Abseits von Bühen und Büro - der Abendbetrieb

Laura Runn Dienstag, 16. Juni 2020 von Laura Runn

In den letzten Monaten hatte ich leider keine Möglichkeiten mehr bei Veranstaltungen oder bei den Vorbereitungen mitzuwirken. Und bis zum Ende meines FSJ wird es wahrscheinlich auch keine weitere Möglichkeit geben, Produktionen oder Veranstaltungen zu begleiten. Dennoch habe ich in meiner Zeit beim Opernloft schon einiges im Veranstaltungsbetrieb und der Gastronomie erlebt und dazugelernt.
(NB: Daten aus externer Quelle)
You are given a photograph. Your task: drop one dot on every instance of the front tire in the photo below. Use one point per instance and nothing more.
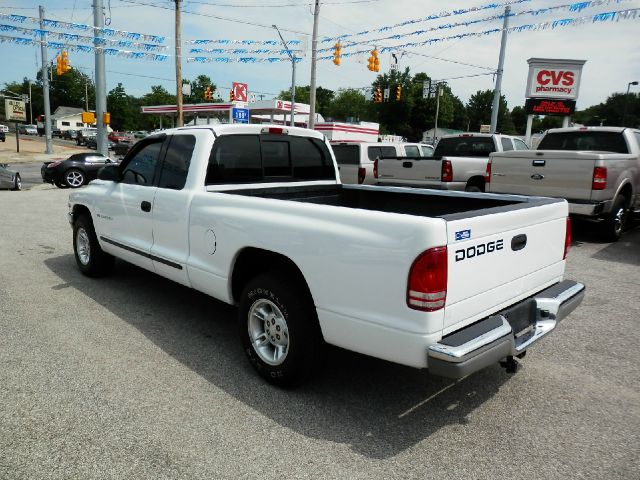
(614, 223)
(74, 178)
(279, 329)
(17, 183)
(91, 259)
Gastronomie, Abendkasse und Einlass

Neben meinen Bürotätigkeiten und den Regieassistenzen habe ich auch ab und zu im Abendbetrieb mitgearbeitet und dabei geholfen die Location für die Vorstellungen vorzubereiten. Dabei werden unter anderem Getränke sortiert, frische Kräuter und Blumen auf den Tischen verteilt, Kerzen aufgestellt und die Stühle im Saal beschildert und richtig platziert. Alles wird für einen schönen Abend hergerichtet. Sobald die ersten Gäste kommen, stehe ich meistens hinter der Bar und erfülle fast alle Getränkewünsche. Ab und zu helfe ich auch im Bistro aus und bringe die frisch gebackenen Flammkuchen an die Tische.
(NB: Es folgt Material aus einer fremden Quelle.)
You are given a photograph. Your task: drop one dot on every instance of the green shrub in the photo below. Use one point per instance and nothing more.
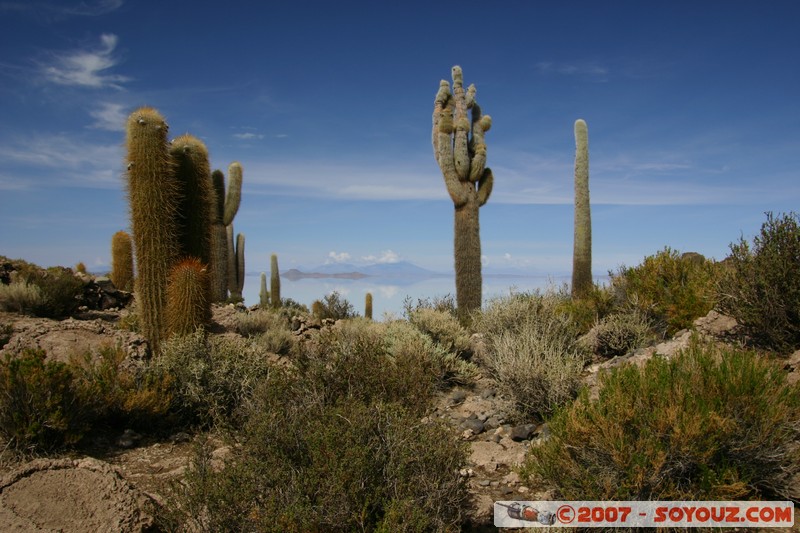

Wenn ich nicht gerade an der Bar stehe, helfe ich meistens an der Abendkasse. Hier buche ich zum Beispiel die verschiedenen Karten in unser Ticketsystem ein. Kurz vor Beginn des Stücks, unterstütze ich dann den Abenddienst beim Einlass und helfe allen Gästen dabei den richtigen Platz zu finden. Besonders gefreut hat es mich, dass ich einem Besucher von Kulturisten Hoch 2 dabei helfen konnte noch rechtzeitig vor Stückbeginn seine Begleitung zu finden.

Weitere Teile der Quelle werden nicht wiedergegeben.